Nella storia del riformismo il sindacato “titolare” di un riconoscimento giuridico in grado di dare certezza alla rappresentatività e forza erga omnes ai contratti è stato presente e sostenuto da grandi esponenti del movimento sindacale come Bruno Buozzi, ma non solo. E non si è trattato di cultura consociativa visto che il tema della partecipazione veniva affrontato secondo la logica di rafforzare il ruolo autonomo e di “contropotere” dei lavoratori e delle loro rappresentanze nei confronti delle controparti anche quando si trattava di individuare sbocchi di partecipazione.
Le vicende che portarono nel secondo dopoguerra alla formazione della Cgil unitaria prima e degli articoli della Costituzione poi inattuati come l’articolo 39 e gli altri inerenti alle questioni del lavoro hanno visto, da un lato la prevalenza delle scelte politiche e non poteva essere altrimenti, dall’altro l’ingresso in quella che potremmo definire una sorta di costituzione materiale del sociale della accettazione che la rappresentanza del lavoro dipendente fosse svolta da Cgil, Cisl e Uil.
L’autonomia sindacale dei decenni successivi e il rafforzamento del potere confederale e delle categorie ha, per così dire, consolidato questa concezione che, però, ha dovuto fare i conti con cambiamenti di ogni tipo fino ad approdare al terzo millennio con qualche desiderio da parte di settori politici e finanziari di relegare il tutto a memoria storica invece che prolungare l’effetto di una asserzione condivisa anche perché in grado di garantire la coesione sociale.

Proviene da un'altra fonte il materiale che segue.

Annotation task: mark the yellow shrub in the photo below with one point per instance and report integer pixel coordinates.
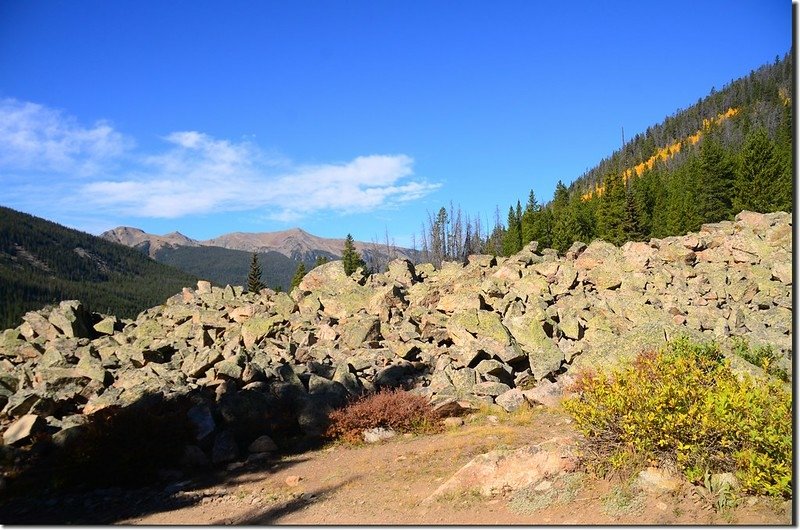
(684, 405)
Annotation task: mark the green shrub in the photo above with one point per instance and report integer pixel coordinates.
(763, 356)
(398, 410)
(683, 405)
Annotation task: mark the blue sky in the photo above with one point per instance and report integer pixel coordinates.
(357, 116)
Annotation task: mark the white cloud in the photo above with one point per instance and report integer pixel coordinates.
(36, 138)
(195, 173)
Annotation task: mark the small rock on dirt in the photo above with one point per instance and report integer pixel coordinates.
(293, 480)
(377, 434)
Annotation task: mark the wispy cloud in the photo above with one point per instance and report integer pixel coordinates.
(194, 173)
(36, 138)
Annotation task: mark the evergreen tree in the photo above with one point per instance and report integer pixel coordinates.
(528, 220)
(512, 240)
(350, 257)
(784, 147)
(254, 283)
(759, 173)
(715, 189)
(298, 275)
(612, 211)
(543, 228)
(632, 228)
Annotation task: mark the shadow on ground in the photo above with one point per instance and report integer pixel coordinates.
(124, 464)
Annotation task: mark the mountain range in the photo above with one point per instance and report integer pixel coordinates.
(226, 259)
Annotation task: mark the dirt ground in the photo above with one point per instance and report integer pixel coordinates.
(387, 483)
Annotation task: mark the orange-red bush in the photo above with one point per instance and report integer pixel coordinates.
(398, 410)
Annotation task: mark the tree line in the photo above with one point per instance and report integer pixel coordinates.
(741, 162)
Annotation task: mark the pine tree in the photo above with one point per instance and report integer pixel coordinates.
(254, 283)
(632, 228)
(528, 220)
(715, 190)
(350, 258)
(512, 240)
(611, 210)
(298, 275)
(759, 174)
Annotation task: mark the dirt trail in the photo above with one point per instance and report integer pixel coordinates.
(386, 483)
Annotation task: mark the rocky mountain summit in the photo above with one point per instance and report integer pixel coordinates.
(294, 243)
(263, 366)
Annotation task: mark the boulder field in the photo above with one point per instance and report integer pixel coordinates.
(494, 330)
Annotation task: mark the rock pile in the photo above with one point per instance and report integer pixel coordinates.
(494, 330)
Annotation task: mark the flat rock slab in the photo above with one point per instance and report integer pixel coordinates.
(498, 471)
(23, 428)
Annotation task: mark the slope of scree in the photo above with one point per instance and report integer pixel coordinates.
(496, 330)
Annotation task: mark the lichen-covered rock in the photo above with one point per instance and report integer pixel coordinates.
(505, 330)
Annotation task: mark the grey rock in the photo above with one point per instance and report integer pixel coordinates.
(21, 430)
(225, 449)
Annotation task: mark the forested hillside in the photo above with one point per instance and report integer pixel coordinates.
(42, 262)
(225, 266)
(729, 152)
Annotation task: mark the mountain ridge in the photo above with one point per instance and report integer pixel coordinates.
(294, 243)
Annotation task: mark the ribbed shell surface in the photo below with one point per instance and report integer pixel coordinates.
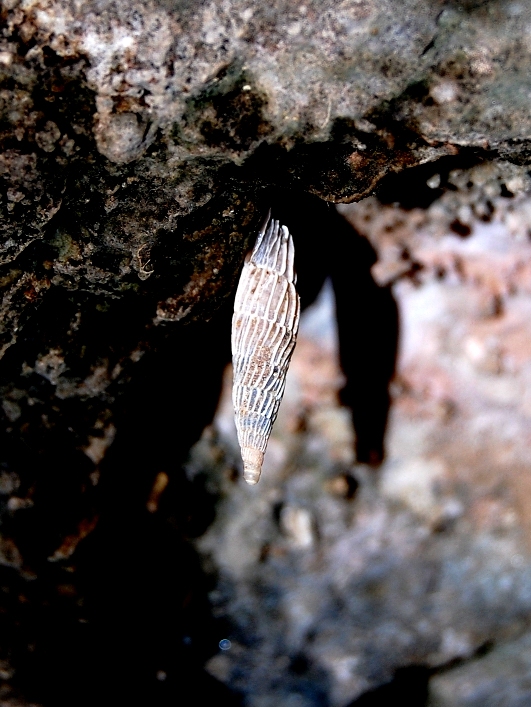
(264, 331)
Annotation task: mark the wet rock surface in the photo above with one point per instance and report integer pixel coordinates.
(140, 145)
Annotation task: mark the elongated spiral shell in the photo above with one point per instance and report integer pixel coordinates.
(264, 331)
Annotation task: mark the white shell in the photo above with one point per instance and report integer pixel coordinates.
(264, 331)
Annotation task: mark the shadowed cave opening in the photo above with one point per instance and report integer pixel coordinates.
(132, 611)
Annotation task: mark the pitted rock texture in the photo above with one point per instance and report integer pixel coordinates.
(141, 144)
(339, 575)
(120, 120)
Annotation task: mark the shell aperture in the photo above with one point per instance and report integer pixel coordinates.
(264, 331)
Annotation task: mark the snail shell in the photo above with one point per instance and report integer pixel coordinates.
(264, 331)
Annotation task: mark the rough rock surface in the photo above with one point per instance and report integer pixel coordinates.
(140, 144)
(334, 577)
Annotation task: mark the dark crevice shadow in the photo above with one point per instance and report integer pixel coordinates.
(408, 687)
(138, 628)
(326, 245)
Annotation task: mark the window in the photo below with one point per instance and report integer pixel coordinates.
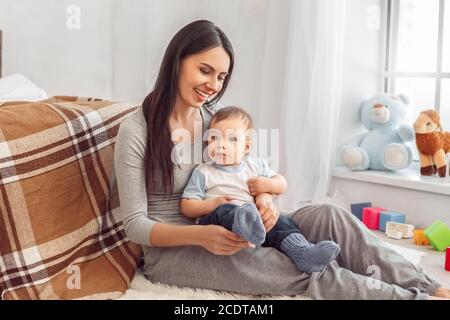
(417, 54)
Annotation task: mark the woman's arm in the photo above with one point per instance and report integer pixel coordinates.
(215, 239)
(275, 185)
(268, 211)
(194, 208)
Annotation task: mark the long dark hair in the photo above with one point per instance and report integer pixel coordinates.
(194, 38)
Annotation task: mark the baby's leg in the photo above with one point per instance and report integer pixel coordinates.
(243, 220)
(287, 238)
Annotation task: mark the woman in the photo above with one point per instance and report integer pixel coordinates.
(194, 74)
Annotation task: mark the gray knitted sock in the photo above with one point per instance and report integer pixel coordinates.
(309, 257)
(248, 224)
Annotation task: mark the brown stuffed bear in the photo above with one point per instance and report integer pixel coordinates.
(432, 142)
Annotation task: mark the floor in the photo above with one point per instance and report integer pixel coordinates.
(426, 257)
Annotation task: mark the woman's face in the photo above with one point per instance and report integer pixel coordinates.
(202, 76)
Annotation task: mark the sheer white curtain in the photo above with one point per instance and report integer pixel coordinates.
(311, 99)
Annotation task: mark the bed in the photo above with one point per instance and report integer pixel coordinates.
(18, 87)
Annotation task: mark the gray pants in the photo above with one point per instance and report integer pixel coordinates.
(365, 269)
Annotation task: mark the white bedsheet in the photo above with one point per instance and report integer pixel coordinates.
(18, 87)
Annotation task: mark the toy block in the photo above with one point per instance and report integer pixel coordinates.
(439, 235)
(447, 259)
(420, 238)
(394, 234)
(407, 230)
(386, 216)
(371, 217)
(358, 207)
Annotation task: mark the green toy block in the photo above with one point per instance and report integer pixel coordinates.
(439, 235)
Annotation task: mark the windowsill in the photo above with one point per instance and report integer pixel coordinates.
(408, 178)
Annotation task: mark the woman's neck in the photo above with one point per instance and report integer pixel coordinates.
(183, 113)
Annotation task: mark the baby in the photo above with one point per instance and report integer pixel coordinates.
(222, 192)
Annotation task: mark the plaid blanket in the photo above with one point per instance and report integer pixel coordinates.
(60, 235)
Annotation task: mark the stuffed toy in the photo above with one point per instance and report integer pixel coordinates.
(432, 142)
(383, 147)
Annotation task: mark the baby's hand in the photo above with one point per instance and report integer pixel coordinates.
(222, 200)
(258, 185)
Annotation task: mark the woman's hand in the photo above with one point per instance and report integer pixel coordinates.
(268, 211)
(220, 241)
(258, 185)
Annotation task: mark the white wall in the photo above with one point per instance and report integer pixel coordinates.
(117, 52)
(37, 43)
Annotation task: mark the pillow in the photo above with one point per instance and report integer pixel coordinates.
(18, 87)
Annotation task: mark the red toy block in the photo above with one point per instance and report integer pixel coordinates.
(371, 217)
(447, 259)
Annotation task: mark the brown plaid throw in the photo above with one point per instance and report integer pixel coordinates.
(60, 234)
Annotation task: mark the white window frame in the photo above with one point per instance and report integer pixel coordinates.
(389, 51)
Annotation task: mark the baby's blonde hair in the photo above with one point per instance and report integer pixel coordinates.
(232, 112)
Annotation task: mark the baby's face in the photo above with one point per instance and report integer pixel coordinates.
(228, 141)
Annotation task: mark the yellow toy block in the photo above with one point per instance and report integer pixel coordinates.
(420, 238)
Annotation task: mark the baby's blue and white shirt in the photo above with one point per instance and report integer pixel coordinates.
(211, 180)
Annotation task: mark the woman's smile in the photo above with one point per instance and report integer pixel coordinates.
(201, 95)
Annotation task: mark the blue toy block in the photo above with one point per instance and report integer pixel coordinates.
(386, 216)
(358, 207)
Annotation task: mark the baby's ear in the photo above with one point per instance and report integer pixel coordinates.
(248, 145)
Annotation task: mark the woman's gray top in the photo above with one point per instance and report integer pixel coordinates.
(139, 211)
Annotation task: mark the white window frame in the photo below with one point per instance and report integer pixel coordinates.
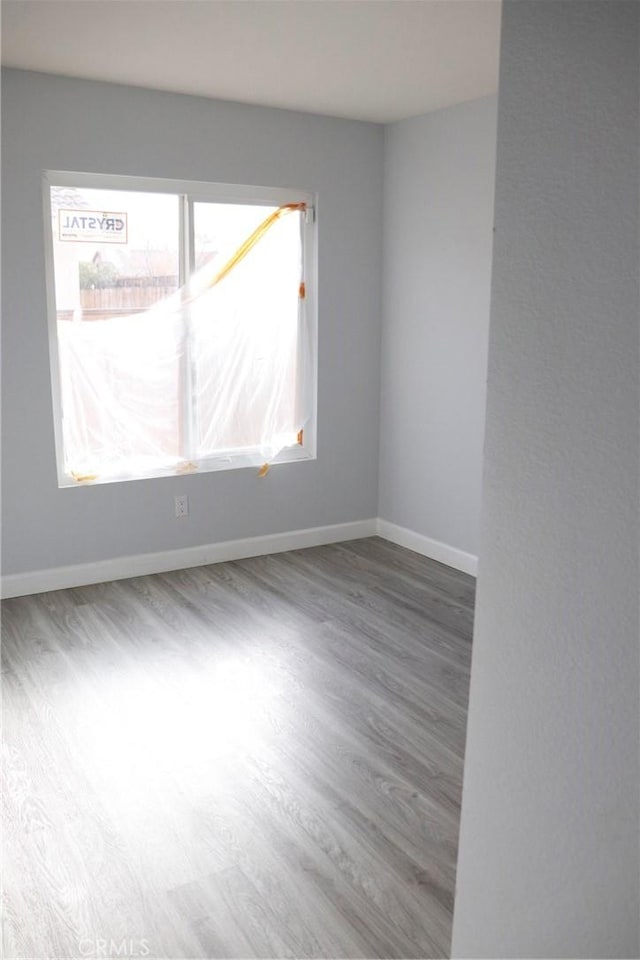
(195, 192)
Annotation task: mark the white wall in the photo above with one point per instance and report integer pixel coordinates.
(63, 124)
(549, 859)
(438, 221)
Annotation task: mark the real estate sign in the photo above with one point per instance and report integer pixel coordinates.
(92, 226)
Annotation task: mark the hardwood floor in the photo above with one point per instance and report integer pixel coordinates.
(252, 759)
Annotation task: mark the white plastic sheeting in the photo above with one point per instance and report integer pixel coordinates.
(214, 374)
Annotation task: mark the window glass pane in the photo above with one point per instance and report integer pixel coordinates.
(244, 333)
(115, 252)
(116, 255)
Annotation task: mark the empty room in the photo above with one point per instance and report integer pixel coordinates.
(320, 478)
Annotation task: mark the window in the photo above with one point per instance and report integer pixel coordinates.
(182, 332)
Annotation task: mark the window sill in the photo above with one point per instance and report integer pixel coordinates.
(231, 460)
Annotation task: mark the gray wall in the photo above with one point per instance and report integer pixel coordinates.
(438, 216)
(57, 123)
(549, 859)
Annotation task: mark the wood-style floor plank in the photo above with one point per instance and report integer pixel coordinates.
(252, 759)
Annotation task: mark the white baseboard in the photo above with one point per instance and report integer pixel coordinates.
(119, 568)
(433, 549)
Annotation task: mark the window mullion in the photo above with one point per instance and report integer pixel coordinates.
(185, 377)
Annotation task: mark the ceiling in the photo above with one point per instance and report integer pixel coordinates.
(377, 60)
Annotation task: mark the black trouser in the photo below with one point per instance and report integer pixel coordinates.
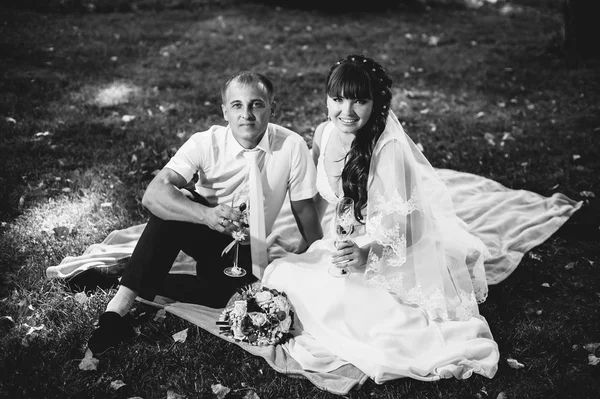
(148, 270)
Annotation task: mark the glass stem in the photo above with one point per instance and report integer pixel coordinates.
(235, 256)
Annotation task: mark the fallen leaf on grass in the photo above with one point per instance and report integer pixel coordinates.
(32, 329)
(514, 364)
(24, 308)
(6, 323)
(591, 262)
(251, 395)
(160, 315)
(61, 231)
(591, 347)
(219, 390)
(589, 194)
(174, 395)
(81, 298)
(489, 138)
(570, 265)
(181, 336)
(116, 385)
(89, 362)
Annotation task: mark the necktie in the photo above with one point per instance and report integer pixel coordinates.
(256, 217)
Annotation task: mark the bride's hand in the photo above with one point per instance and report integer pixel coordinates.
(350, 255)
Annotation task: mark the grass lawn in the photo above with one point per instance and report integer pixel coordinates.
(94, 100)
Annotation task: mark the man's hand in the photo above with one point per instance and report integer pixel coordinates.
(224, 219)
(350, 255)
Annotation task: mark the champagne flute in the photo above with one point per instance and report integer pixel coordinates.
(236, 270)
(344, 227)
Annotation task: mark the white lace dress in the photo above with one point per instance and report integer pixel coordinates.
(372, 320)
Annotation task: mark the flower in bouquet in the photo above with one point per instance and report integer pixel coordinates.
(259, 315)
(238, 235)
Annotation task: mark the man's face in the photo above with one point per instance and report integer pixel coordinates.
(247, 109)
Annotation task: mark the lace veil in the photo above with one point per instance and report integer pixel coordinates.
(421, 250)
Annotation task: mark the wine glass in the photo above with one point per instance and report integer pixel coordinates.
(344, 227)
(236, 270)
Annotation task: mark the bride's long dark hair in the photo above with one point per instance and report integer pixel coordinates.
(358, 77)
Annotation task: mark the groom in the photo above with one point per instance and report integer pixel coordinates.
(191, 201)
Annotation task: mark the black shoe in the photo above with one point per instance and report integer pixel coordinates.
(112, 329)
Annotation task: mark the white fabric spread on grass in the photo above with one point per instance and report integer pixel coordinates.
(509, 222)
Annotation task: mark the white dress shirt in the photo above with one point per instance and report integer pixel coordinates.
(217, 158)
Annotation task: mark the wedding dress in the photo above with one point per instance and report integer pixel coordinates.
(413, 312)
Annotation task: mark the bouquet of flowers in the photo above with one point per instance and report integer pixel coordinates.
(258, 315)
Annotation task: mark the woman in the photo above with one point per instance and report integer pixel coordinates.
(408, 307)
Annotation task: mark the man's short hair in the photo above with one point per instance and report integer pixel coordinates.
(249, 77)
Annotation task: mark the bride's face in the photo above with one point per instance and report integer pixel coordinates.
(347, 114)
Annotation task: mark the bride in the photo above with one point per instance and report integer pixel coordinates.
(399, 297)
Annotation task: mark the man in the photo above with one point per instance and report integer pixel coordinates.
(200, 221)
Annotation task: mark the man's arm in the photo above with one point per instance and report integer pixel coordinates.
(165, 200)
(307, 219)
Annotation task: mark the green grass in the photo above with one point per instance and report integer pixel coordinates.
(490, 73)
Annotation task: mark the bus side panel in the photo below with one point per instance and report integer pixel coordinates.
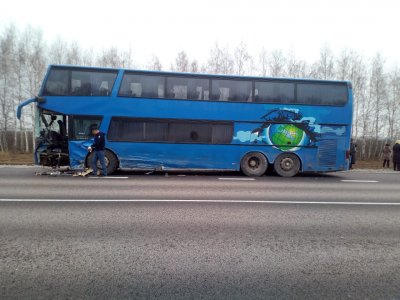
(77, 153)
(150, 156)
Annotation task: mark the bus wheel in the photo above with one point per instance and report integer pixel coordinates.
(287, 165)
(254, 164)
(110, 159)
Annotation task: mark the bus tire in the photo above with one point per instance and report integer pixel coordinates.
(254, 164)
(287, 165)
(111, 161)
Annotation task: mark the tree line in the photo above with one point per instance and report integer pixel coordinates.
(25, 55)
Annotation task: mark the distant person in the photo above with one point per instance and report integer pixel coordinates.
(98, 148)
(396, 156)
(353, 151)
(387, 155)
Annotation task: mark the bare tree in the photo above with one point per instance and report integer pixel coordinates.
(194, 66)
(392, 104)
(277, 63)
(58, 52)
(181, 62)
(154, 64)
(295, 68)
(242, 59)
(220, 61)
(114, 58)
(7, 55)
(263, 62)
(325, 65)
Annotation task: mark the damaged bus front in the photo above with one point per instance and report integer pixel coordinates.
(51, 135)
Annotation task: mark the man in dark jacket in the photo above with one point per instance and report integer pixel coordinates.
(98, 148)
(396, 156)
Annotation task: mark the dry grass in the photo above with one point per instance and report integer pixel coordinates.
(9, 158)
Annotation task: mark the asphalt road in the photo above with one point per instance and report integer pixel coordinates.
(199, 236)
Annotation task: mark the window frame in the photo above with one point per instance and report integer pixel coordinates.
(71, 125)
(170, 121)
(69, 83)
(252, 80)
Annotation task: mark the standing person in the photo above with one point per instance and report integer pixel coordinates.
(387, 155)
(396, 156)
(353, 151)
(98, 148)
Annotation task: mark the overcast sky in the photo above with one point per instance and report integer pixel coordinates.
(166, 27)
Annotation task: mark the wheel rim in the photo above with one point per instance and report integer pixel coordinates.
(106, 160)
(253, 163)
(287, 164)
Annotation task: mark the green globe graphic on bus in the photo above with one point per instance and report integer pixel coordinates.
(286, 137)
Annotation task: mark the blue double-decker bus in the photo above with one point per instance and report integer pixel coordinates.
(168, 121)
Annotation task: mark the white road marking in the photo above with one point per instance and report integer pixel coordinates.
(206, 201)
(237, 179)
(110, 177)
(360, 181)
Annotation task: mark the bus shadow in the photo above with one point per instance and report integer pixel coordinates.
(209, 174)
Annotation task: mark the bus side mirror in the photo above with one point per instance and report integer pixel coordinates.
(40, 99)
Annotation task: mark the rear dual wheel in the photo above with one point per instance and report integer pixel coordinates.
(254, 164)
(287, 165)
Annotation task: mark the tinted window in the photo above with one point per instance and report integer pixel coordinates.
(143, 86)
(188, 88)
(88, 83)
(135, 130)
(189, 133)
(231, 90)
(321, 94)
(81, 126)
(66, 82)
(275, 92)
(57, 83)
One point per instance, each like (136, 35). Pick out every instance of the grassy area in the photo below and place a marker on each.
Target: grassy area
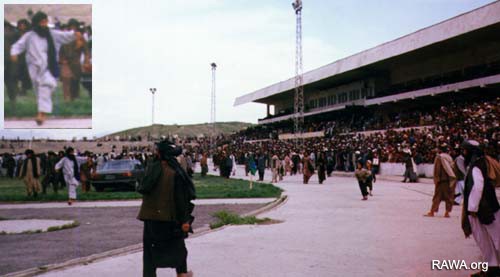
(217, 187)
(224, 218)
(13, 190)
(25, 106)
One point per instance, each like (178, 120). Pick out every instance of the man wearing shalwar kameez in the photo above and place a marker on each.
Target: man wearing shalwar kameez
(444, 181)
(30, 173)
(41, 46)
(166, 211)
(481, 210)
(71, 173)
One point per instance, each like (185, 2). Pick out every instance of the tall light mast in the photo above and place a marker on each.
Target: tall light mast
(298, 118)
(212, 108)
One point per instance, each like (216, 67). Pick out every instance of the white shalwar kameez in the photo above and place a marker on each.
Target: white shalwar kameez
(36, 49)
(67, 166)
(487, 236)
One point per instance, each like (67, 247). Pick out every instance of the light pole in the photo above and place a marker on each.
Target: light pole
(153, 90)
(212, 108)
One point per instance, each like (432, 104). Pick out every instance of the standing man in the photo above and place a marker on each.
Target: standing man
(410, 168)
(261, 166)
(71, 67)
(481, 210)
(460, 172)
(275, 165)
(51, 176)
(233, 161)
(166, 212)
(30, 173)
(23, 26)
(321, 165)
(41, 46)
(204, 165)
(308, 168)
(86, 170)
(444, 181)
(71, 173)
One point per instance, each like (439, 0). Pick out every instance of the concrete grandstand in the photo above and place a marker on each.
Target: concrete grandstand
(457, 59)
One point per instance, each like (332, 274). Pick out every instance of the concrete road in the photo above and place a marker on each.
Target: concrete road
(50, 123)
(129, 203)
(327, 231)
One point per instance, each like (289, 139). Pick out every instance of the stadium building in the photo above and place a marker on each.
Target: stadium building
(455, 60)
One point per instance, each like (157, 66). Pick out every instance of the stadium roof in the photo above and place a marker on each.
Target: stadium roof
(459, 25)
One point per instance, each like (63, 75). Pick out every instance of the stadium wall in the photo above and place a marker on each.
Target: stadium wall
(425, 170)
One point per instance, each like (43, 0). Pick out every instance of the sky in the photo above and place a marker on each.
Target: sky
(170, 44)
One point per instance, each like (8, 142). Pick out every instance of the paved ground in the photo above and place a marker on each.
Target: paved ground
(100, 230)
(50, 123)
(25, 225)
(129, 203)
(327, 231)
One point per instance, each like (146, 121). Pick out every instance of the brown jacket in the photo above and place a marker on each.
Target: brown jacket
(443, 170)
(159, 203)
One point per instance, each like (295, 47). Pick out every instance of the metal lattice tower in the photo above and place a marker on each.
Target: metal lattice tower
(212, 109)
(153, 91)
(298, 118)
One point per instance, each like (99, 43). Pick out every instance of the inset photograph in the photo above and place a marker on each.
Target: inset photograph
(48, 66)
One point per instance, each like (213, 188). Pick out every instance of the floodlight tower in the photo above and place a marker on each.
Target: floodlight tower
(298, 118)
(153, 91)
(212, 110)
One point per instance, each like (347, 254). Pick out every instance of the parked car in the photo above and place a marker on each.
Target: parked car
(118, 174)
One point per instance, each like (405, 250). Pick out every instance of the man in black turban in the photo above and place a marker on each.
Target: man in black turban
(166, 211)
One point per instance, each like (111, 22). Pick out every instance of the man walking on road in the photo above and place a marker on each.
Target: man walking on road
(71, 172)
(481, 210)
(30, 173)
(444, 181)
(166, 211)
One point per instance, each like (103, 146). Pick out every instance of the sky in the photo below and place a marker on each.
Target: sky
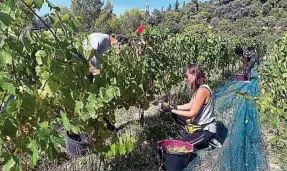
(120, 6)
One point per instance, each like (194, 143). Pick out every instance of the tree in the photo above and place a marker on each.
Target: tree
(196, 4)
(130, 21)
(176, 5)
(89, 10)
(108, 8)
(102, 24)
(169, 8)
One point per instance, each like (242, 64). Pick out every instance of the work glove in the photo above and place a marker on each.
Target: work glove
(167, 107)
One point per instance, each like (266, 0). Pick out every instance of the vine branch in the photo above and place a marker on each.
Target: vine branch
(40, 19)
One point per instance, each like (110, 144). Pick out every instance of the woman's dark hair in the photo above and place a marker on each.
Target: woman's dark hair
(238, 51)
(199, 75)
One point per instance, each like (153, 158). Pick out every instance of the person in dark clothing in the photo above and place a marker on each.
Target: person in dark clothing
(249, 61)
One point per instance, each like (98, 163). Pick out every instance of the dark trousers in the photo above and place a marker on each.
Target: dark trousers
(197, 138)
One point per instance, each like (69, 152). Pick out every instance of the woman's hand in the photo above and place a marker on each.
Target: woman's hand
(167, 107)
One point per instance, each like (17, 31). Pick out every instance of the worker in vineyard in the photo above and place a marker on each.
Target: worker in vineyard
(98, 43)
(249, 61)
(197, 116)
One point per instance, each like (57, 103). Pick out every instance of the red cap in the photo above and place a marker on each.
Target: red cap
(140, 29)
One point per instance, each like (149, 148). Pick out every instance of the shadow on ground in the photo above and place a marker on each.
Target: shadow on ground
(145, 157)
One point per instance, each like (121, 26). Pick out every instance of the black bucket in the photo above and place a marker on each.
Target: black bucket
(174, 161)
(76, 145)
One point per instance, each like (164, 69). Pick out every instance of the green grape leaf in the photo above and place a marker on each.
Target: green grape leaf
(9, 164)
(35, 156)
(5, 18)
(65, 120)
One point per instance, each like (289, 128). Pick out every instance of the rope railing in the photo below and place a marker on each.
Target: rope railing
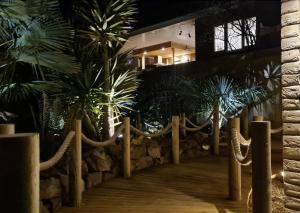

Del resto anche nei momenti di maggiore divisione, dagli anni ’50 fino a tempi più recenti, pensiamo alla rottura di San Valentino sulla scala mobile, le Confederazioni non hanno mai abdicato al dovere di rappresentare gli interessi generali dei lavoratori secondo il criterio di una confederalità responsabile.
Potremmo dire che, anche per tale motivo, si è assistito al tramonto di quella Costituzione materiale ma non di certo alla necessità di avvalersi nell’attuale società del lavoro di un ruolo sindacale protagonista.
E’ molto importante allora che si torni a discutere non tanto di singoli momenti nei quali la rappresentatività viene messa alla prova, una volta sul salario, un’altra sulla bilateralità, un’altra ancora sul welfare, quanto invece sulla esigenza di ripartire da un punto fermo: risolvere una volta per tutte il nodo della rappresentanza. E vi è un modo che fa parte anch’esso della tradizione riformista ed è quello di arrivare ad una legislazione di sostegno che al dunque, visto che si è continuamente in tema di riletture costituzionali, risolva anche il dilemma ormai storico della attuazione dell’art. 39 della Costituzione e più in generale restituisca al ruolo contrattuale del sindacato confederale una centralità che non può essere messa in discussione dall’esame della realtà ma che può invece esserlo per obiettivi di piccolo cabotaggio o per ricorrenti tentazioni di delegittimare le organizzazioni sindacali secondo i dettami liberisti.
La strumentazione per dare certezza alla rappresentatività esiste e la si può trovare negli accordi interconfederali stipulati in questo primo periodo del terzo millennio con il compito di evitare la frantumazione contrattuale fino ad arrivare ai contratti privati, di assicurare alla negoziazione protagonisti in possesso di requisiti certi di rappresentatività, di estendere erga omnes diritti e benefici economici in una situazione nella quale riemergono rischi consistenti di arbitrarietà come pure di nuovo sfruttamento senza regole.
Ma c’è una questione in più che avanza: è urgente intervenire. Lo è a fronte di contratti che non sono rinnovati per più di sei milioni di lavoratori da anni, lo è per i tentativi di indebolire la bilateralità nella quale il valore della confederalità è indiscutibilmente prevalente, lo è perfino per interpretazioni dell’art. 36 della Costituzione che potrebbe offrire a settori della magistratura l’opportunità di decidere sulla materia salariale e quindi di metter fuori gioco il sistema della contrattazione che non si risolve in una sentenza ma invece consiste in un continuo procedere delle relazioni industriali che tengono quindi conto del variare delle situazioni economiche e lavorative.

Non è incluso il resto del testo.